Cornelius paused and took a deep breath.
“Go on,” Amanda encouraged.
“Some more deals were made and in exchange I acquired some spells from the history department, criminals from the rehabilitation department, and silence from the poodle department.”
“Where are those spells now?”
“They’re in the facility, buried beneath the rubble. We could have worked together back then you know.”
“You’re the one who fled.”
He nodded. “I was trying to find my wife. I don’t know why it didn’t work. Even without you lot, it should have been plenty. I wasn’t skimping.”
“You didn’t have a necro.”
“I did. The twins. One’s a seer, one’s a necro.” He sighed. “But not a very good one. They shared powers you know. In close proximity each of them could do what the other could. Their whole lives they’d pretended like they had the same power but all along, they’d been sharing. People aren’t a big fan of necros in Mercy you see so they acted like they were both seers but I think they made each other weaker too.”
“You killed one of them?”
He nodded. “I thought it would make the other twin stronger, give her both her sister’s powers.”
“Did it?”
He was silent for a while and then he groaned. His expression twisted. “I don’t know.” He shook his shoulder and then he twitched slightly.

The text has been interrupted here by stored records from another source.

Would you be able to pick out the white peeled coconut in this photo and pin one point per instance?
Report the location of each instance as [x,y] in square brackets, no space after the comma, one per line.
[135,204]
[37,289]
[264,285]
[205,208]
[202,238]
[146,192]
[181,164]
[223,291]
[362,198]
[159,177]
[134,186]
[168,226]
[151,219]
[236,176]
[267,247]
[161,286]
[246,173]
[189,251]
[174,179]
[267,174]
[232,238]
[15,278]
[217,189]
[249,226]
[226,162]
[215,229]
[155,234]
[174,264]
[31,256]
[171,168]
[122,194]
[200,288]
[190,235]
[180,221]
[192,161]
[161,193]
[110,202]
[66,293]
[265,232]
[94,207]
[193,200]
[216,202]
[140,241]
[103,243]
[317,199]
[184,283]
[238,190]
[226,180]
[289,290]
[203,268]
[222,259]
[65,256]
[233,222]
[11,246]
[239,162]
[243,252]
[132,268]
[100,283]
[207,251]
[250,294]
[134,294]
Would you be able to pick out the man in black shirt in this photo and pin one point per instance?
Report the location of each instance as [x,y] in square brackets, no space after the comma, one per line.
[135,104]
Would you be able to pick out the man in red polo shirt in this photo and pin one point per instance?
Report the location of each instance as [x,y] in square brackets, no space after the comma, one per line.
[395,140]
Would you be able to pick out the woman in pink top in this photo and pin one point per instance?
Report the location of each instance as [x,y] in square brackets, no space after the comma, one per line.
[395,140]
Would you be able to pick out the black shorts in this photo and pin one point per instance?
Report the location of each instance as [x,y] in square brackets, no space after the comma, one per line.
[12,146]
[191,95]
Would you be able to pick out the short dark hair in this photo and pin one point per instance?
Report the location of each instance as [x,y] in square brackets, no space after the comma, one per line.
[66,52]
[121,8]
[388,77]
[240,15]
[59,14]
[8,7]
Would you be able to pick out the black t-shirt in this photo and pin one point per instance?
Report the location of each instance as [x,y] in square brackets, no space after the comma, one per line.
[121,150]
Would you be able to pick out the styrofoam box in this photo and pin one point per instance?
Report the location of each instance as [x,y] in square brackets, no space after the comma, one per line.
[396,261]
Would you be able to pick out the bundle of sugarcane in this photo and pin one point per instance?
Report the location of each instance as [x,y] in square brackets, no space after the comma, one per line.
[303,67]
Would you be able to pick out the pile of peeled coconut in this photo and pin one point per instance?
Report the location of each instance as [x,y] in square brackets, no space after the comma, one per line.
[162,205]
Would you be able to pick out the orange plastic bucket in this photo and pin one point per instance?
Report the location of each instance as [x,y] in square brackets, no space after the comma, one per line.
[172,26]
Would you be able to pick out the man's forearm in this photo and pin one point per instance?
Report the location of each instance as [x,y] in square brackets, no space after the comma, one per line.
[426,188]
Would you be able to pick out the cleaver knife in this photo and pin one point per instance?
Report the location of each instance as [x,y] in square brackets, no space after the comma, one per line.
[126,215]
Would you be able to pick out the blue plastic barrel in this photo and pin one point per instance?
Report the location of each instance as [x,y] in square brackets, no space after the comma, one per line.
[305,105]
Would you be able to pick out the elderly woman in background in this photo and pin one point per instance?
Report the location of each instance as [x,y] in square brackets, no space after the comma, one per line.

Amanda took a small step back. Her spell was wearing off. She didn’t have much time. “Even if it had worked, what was your plan? Where were you going to go? How were you going to make it last?”
“We were going to meet a friend in Witchaven. Hide among the humans for awhile. Part of the spell, made Lily human, took her powers, in exchange for her life.”
“She’s not human. It didn’t work.”
“The friend we were going to meet there said he had a back up plan, in case things went wrong, a way to make it last.”
“Which friend?”
“I don’t know. Argo organised it.”
He folded over then and grunted. He rolled his neck, then he seemed to come right again, at least for now.
“Where is Lily? What happened to her?” he asked.
“She’s safe.” Amanda told him.
He looked straight at her. She still didn’t think he could see. He was probably just looking in the direction of her voice. “Look after her for me. Please?”
Amanda nodded. “I will.”
Relief filled his face, what little of it what left, and then a moment later it was gone, replaced by something inhuman and hungry. He growled and his half eaten nostrils twitched in her direction.
The spell had run out of energy.
With a slight wave of the hand Amanda set him on fire. She closed her eyes briefly and then opened them again and forced herself to watch until nothing of Lily’s father remained but the ash.